His brother Noah, who had joined the business at some point along the way (it operated as Hiram Piper & Brother for a number of years) continued the family business after Hiram’s death (1866) and eventually changed the business name to Noah Piper and Sons. Of note is that Noah and Hiram had already been successful in producing marine and railway signal lamps by the mid 1850s. While Hiram had not produced sons in his family, Noah had three sons (Henry, Edward and Hiram). In 1902, the company was operating as Hiram L. Piper (presumably Noah has retired or passed away at this point and his son Hiram has taken over) and began large scale production of railroad lanterns. This expansion coincides with a move to production in MontrealQuebec. In 1909 the operation was located at 17 to 23 Rue Normand, and produced a variety of lanterns (including automotive) as well as other metal working services.  In the 1920s operations appear to have moved to 75 Rue St. Remi.

 The railroad lanterns produced were of the kerosene fuel variety originally, but in later years battery powered lamps were produced as well. A paper instruction pamphlet found to accompany some of the kerosene lanterns, however, identifies that Hiram L. Piper Co. Ltd. operates from KingstonOntario (operating address unknown, date of operations unknown). This may reflect a later move of operational headquarters. Most lanterns are stamped with an identifier “Adlake” which refers to the fact that the production is actually under license from a U.S. company called Adams and Westlake.

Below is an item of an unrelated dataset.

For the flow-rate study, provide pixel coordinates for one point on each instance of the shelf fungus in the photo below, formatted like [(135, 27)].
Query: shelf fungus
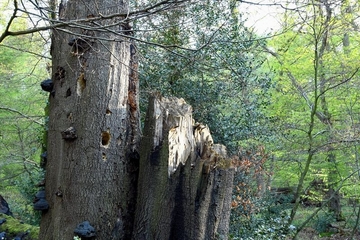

 Other goods produced by the company over the span of its operations appear to be non-ferrous metal based, and include railroad locomotive components (chimneys, burners, reflectors, etc), egg scales (produced at 555 rue St. Remi, Montreal), fish hatchery equipment, cans, paint trays, etc. In 1929, Canadian Railway and Marine World (vol. 32) reports that Hiram L. Piper, company president, died with his wife in a fire. During World War II, Hiram L. Piper Co. Ltd. is listed as having been a manufacturer of component parts for naval binnacles to be used on Allied ships. Information about company activities becomes scarce after the 1950s. The company is reported to be dissolved in 2013, with three of the four members of the board of directors being of the surname Piper and residing in KingstonOntario. The last listed address for the business, however, is in North BayOntario (8 Ferris Drive). Please post additional information or corrections if you have access to more than what I was able to find. Thanks.